Wednesday, June 20, 2012
Come on, Rush. Really?
Remember those maddening moments when your children were small, when from the other room, you heard nothing but an ominous silence? Then came the crime and a cry of outrage with only your kids as witnesses. Soon, both ran to you, expecting swift and sure justice.
“He pinched me!”
“She made me.”
You sigh and ask, “And how did she make you pinch her and make her cry?”
“She said, ‘You’re stupid’. She deserved it.”
The kid puts up a classic defense: blame the behavior on someone else. It's a classic red herring. Divert attention from the wrong while pointing the finger of blame at anyone else.
You, the parent, have been here before, and you don’t like. But it is a teachable moment--if you can remain cool. After all, they tore you away from the rare thirty minutes in any day when you can read a book written for grown-ups.
“Who is the boss of your actions?” you ask.
They have no retort or answer. They know that a retort will not be welcome, and they know the answer. You’ve given the answer many, many times: each of us is responsible for our actions no matter what anyone else does.
But your son decides that the best defense is a renewed offense. He says, “But she shouldn’t call me ‘stupid’!”
“No, she shouldn’t,” you agree. “And for that, she’ll not be allowed to watch TV or use the Internet today.”
Aggrieved, she objects: “But he pinched me!”
“And he shouldn’t pinch anyone no matter what anyone says! For that, he will not be allowed to watch TV or use the Internet today.”

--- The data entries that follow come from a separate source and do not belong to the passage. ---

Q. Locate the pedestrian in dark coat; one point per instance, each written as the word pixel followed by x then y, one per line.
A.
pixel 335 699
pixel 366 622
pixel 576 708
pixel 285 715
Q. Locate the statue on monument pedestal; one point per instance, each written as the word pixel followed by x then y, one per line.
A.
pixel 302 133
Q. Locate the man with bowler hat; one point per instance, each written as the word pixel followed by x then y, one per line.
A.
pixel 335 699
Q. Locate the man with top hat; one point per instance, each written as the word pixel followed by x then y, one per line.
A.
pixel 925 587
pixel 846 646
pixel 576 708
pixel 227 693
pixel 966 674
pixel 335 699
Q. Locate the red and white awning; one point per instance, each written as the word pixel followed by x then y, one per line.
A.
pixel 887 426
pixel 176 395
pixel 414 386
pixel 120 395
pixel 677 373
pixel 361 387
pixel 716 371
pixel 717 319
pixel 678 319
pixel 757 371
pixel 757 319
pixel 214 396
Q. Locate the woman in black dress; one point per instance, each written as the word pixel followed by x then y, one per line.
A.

They’ve lost, and they know it. They turn toward their rooms. You sigh once more and go back to your book, wondering how old they will be when they stop playing The Blame Game, but sadly, some never outgrow it. It’s even on the air now, not in your home and not involving children. It’s Rush Limbaugh, defending Neil Munro, the latest rude, pompous right-wing tool to disrespect President Obama by interrupting him while he was speaking. About that, Limbaugh said:
“’They want this guy [Munro] censored. They want him thrown in jail for not showing proper respect to the king,’ the conservative radio host said, according to a transcript of his show. ‘Anybody ever heard the name Sam Donaldson? Oh, for crying out loud, what do you think Sam Donaldson did to Reagan all during the 80’s? … [Dan] Rather did it to Nixon. I mean this is common. This is what journalists are supposed to do out there’” (http://thegrio.com/2012/06/18/limbaugh-everybody-knows-munro-was-heckling-obamas-white-half).
So, according to Rush, one man’s disrespect is acceptable because that’s what some reporters do, but more important, that’s what two earlier journalistic attack dogs did to the GOP icon, Reagan, and to the disgraced ex-President, Nixon, also from the GOP. So there! Munro was simply emulating two historical figures. His bad behavior does not warrant an outcry from the left or right; he was simply provoked to interrupt by a precedent established by those other left-leaning journalists.
Rush also said that “Munro was heckling Obama’s white half,” thereby trying to nullify the suspicion that Munro’s behavior in the White House Rose Garden during a presidential briefing was racist. But even if Munro is free of racist impulses, Rush is not. He makes the President’s race a part of the argument by defining the President by his racial ancestry. Doing so is tantamount to the old news reporting bias in favor of Caucasians. African American suspects were so labeled while Caucasian suspects were never categorized by race. Raised consciousnesses have put an end to that practice except on Rush’s brand of talk radio.
In addition, by including race in his defense, Rush suggests that he has a rare gift: the ability to intuit, read and listen between the lines correctly and to speak for others. He’s able to burrow inside the minds and motives of others, including Munro, in order to deliver the truth to the rest of us. We can then dismiss any debate, discussion, and difference in opinions because Rush said so.
But I can’t ditto what Rush has said. It just doesn’t matter if Donaldson or Rather interrupted a president. Munro is the boss of his mouth as any parent might say as he or she tries to teach a child personal responsibility. It should never matter if bad behavior has appeared among us or a disturbed mind has tried to harm men like Presidents Reagan or Ford. Those precedents could never justify trying to harm, with words or in deeds, this president, a loved one, or a stranger. Civility demands more of us. We should be well beyond the childish Blame Game as a nation. No one compels us to be rude or crude or mean or manipulative. Those are choices. Let’s not defend them.